Les savans d’alors passaient ainsi d’État en État, de France en Angleterre, en Allemagne, en Italie, et réciproquement, — comme le montre l’histoire de l’Académie des sciences au temps de Louis XIV, — sans être assujettis à ces liens de nationalité, qui rendent aujourd’hui de telles mutations, sinon impossibles, du moins de plus en plus rares. Elles le sont devenues surtout depuis la constitution de l’Italie et de l’Allemagne en grandes nations ; chacun trouvant plus aisément à faire sa carrière dans son propre pays que dans les autres, où un étranger rencontre les difficultés des examens et des grades ; sans parler des situations acquises et des jalousies nationales.

À la suite de la révocation de l’Édit de Nantes par Louis XIV, les protestans opprimés quittèrent en foule la France et transportèrent de tous côtés leurs industries. Le landgrave de Hesse, de même que l’électeur de Brandebourg et les autres princes protestans, cherchèrent à attirer chez eux les proscrits, en leur assurant un bon accueil et divers privilèges. Une partie de la famille de Papin émigra de Blois à Marbourg, et le landgrave, curieux d’inventions scientifiques, pensa à appeler Papin dans ses États. Il lui offrit le titre de professeur de mathématiques à l’Université de Marbourg, avec un émolument de 150 florins ; ce qui représentait 1 600 à 1 700 livres tournois, le double à peu près de la subvention de Papin en Angleterre, plus un éventuel variable.
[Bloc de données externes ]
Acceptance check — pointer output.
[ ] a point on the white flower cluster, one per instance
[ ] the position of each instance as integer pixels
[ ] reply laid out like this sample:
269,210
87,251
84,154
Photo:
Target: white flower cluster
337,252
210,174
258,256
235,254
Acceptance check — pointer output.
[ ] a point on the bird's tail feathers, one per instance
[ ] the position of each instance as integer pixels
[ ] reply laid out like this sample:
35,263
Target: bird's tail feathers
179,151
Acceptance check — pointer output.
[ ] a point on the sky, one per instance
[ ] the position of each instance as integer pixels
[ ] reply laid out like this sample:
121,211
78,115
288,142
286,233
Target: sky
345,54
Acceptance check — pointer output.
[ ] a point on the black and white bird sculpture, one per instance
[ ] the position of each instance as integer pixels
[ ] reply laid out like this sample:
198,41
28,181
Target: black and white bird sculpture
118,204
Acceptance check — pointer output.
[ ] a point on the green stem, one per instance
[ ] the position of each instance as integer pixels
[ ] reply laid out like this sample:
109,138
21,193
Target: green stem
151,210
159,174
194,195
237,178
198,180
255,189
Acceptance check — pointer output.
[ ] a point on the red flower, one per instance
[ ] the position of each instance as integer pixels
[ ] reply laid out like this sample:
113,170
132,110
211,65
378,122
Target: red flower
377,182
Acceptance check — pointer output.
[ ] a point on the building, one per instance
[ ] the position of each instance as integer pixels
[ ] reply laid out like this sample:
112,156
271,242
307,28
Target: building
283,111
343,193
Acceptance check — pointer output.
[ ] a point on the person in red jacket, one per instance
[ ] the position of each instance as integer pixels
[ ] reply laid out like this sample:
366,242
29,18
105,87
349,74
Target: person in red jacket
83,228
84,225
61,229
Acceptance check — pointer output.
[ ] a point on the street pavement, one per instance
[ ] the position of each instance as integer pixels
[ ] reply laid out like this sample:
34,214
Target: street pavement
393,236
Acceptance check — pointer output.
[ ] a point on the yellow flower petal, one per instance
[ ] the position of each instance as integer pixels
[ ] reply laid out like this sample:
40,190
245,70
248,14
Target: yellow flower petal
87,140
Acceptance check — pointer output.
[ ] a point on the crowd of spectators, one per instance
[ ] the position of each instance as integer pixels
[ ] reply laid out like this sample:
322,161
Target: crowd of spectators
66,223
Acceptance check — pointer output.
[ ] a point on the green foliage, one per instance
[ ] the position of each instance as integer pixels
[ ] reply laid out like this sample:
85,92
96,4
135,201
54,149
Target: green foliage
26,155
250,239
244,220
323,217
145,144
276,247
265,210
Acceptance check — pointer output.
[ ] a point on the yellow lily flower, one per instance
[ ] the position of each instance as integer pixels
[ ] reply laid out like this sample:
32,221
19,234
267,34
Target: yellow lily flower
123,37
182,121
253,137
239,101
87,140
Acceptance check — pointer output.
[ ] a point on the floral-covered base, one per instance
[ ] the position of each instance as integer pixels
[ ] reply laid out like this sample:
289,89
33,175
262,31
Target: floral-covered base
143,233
C’était pour l’époque un traitement considérable, équivalant à celui des professeurs de l’enseignement supérieur d’aujourd’hui en France.

Papin se trouvait ainsi, à 40 ans, dans une belle situation et en état de poursuivre ses expériences. Son titre embrassait les sciences physiques. Malheureusement pour lui, il devait faire quatre leçons par semaine, lourde charge pour un homme qui n’avait jamais professé.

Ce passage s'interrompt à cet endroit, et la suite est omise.